The USA – one of the leading crusaders against the offshore centres – performed particularly abysmally.  In fact, only one country in the world performed worse than it (Kenya).  Across the USA as a whole, roughly 1 in 11 Corporate Service Providers was prepared to ignore the rules (compared to 1 in 25 in tax havens), but when you take out Corporate Service Providers associated with law firms, then a shocking 1 in 3 of them will do so. That means it is easier to set up anonymous shell companies from which to conduct illegal business in the USA than it is in Liechtenstein, Columbia, China, Romania, or any of the world’s key offshore centres.  And it isn’t just the USA which has cause to hang its head in shame - the United Kingdom, Australia and Canada all also ranked near the bottom of the list.

There were 8 jurisdictions which performed markedly better than all the rest – these included Jersey, Cayman, the Bahamas and the Seychelles – a list which will doubtless come as something of a shock to many who have spent years listening to the anti-tax-haven rhetoric.

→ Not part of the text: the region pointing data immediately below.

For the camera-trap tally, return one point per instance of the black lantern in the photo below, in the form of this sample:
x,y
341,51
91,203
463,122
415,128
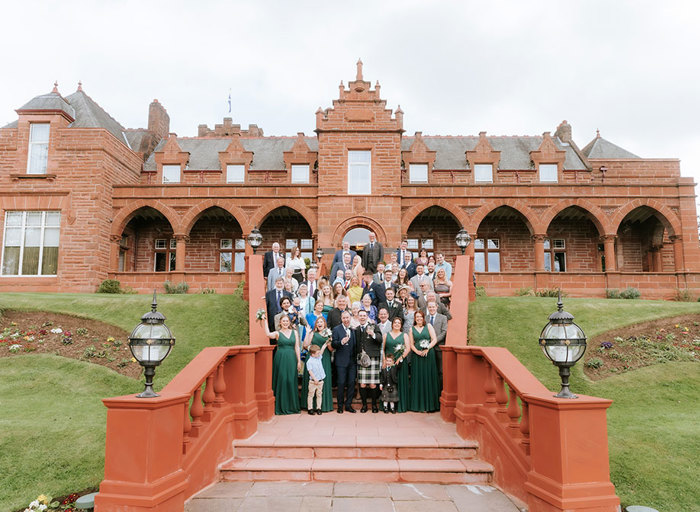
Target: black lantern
x,y
564,343
463,239
150,343
255,239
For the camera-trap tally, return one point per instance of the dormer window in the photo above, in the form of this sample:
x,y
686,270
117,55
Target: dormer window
x,y
38,148
548,173
483,173
235,173
171,174
418,173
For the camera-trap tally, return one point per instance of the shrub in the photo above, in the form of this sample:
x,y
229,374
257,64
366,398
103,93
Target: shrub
x,y
109,286
683,295
630,293
178,288
612,293
594,363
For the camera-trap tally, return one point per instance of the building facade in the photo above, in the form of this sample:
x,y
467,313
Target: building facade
x,y
83,199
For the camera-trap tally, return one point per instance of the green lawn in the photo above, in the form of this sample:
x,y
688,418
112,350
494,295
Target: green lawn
x,y
652,425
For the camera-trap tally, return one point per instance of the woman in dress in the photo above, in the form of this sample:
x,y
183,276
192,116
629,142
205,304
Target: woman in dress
x,y
443,286
319,336
286,365
409,311
425,388
355,290
396,342
297,264
367,306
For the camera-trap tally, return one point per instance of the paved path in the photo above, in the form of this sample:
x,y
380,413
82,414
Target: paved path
x,y
348,496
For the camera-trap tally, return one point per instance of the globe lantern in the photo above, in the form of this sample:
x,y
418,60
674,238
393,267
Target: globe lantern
x,y
564,343
150,343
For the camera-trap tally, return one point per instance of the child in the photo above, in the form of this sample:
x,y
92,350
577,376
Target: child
x,y
389,380
316,375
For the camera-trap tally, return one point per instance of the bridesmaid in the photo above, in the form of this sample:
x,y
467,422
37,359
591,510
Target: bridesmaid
x,y
286,365
320,335
425,389
398,344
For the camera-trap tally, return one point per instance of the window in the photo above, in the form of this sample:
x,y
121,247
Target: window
x,y
300,173
548,173
38,156
235,173
359,172
30,245
483,173
555,251
164,260
171,174
487,256
418,173
232,255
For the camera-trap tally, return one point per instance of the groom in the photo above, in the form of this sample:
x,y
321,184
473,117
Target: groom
x,y
343,342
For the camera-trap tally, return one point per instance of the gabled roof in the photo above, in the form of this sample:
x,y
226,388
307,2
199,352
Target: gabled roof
x,y
601,148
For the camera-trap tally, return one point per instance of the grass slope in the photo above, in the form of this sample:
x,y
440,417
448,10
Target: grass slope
x,y
652,425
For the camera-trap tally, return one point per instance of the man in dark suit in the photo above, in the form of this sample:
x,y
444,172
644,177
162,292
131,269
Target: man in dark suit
x,y
392,306
343,342
439,323
372,254
270,259
272,300
338,258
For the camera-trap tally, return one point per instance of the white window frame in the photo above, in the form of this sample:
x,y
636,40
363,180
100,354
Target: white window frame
x,y
235,173
169,172
300,173
549,173
23,227
38,145
483,173
359,172
418,173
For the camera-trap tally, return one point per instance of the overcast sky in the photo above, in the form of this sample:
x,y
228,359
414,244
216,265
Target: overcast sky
x,y
630,69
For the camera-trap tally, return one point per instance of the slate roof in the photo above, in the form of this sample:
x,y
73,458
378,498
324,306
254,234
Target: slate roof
x,y
601,148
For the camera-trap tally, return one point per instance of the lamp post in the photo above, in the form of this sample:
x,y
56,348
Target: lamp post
x,y
150,343
463,239
564,343
255,239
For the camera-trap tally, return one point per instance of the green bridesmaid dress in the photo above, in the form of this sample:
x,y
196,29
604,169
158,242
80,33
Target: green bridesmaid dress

The research clearly shows that it is more than three times harder to obtain an untraceable shell company in tax havens than in developed countries. Whilst the report shows that there is room for improvement in every country they tested in the research, if the developed world is really serious about clamping down on illegal activity such as terrorism and corruption it needs to stop diverting attention to the offshore centres and start looking closer to home.  After all, there are over 900,000 companies registered in Delaware (a State with a population of 897,000), roughly ten times the number of companies incorporated in the Cayman Islands.  Extrapolating the statistics from the Griffith report, this indicates that 99,000 companies in Delaware are likely to have been taken on without meeting information standards, compared to around 3,000 in the Cayman Islands.  It is time for politicians in the developed nations to face up to the huge shortfalls in their own territories, and stop pointing the finger of blame offshore and on developing nations.